UPDATED 20:44 EDT / SEPTEMBER 09 2019

POLICY

LinkedIn loses appeal against company that scrapes member data

Microsoft Corp.’s LinkedIn lost an appeal Monday against a company that scrapes its member data in a case that could have implications for privacy laws and fair use across the internet.

The case related to an analytics and data science machine learning company called hiQ Labs Inc. that scrapes data from public profiles of LinkedIn users to help companies better understand their own employees.

LinkedIn sent hiQ a cease-and-desist demand concerning the member scraping in 2017 claiming that the company was violating the Computer Fraud and Abuse Act. HiQ responded with legal action, seeking both an order banning LinkedIn from interfering with its scraping activity and a ruling that its activities did not constitute hacking under the Act.

HiQ won the case in 2018 and LinkedIn appealed.
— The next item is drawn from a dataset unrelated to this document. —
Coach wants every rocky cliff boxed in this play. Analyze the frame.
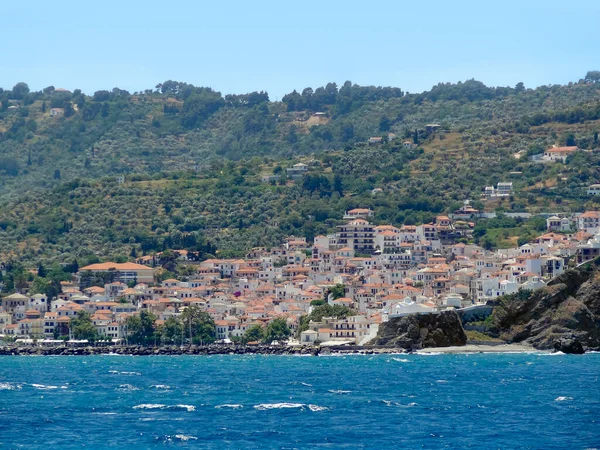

In a 3-0 decision, the San Francisco appeals court ruled that hiQ was in the right. Circuit Judge Marsha Berzon said hiQ showed it faced irreparable harm absent an injunction because it might go out of business without access.

“LinkedIn has no protected property interest in the data contributed by its users, as the users retain ownership over their profiles,” Berzon wrote in the ruling, according to Reuters. “And as to the publicly available profiles, the users quite evidently intend them to be accessed by others.”

In an interesting twist, Berzon also wrote that giving LinkedIn “free rein” over who can use public data risked creating “information monopolies” that harm the public interest. Berzon also raised questions over LinkedIn attempting to use a hacking law to prevent access when no hacking took place.

LinkedIn responded to the finding by saying that it was disappointed and was evaluating its options.

The ruling confirms that companies with publicly available data cannot prevent others from scraping it. Privacy has become a huge issue among tech companies over the last few years not only because of numerous data leaks and hacking scandals but also because access to data has been sold to third parties, the Cambridge Analytica case being the most prominent.

LinkedIn claims that it was opposing hiQ on the grounds of protecting member data, but the question is: How protected is publicly available data to begin with, data that LinkedIn members have opted to make public at that?

The reference to “information monopolies” in the ruling also raises some related points. Closed data silos and a lack of data portability have been identified as problems in the past but it has been up to the goodwill of major players to allow that to happen.

Even when data portability is provided, in 2019 users have little choice in competing services they can port their data to anyway. Whether allowing scrapping facilitates data portability or opens the door in that direction is another matter.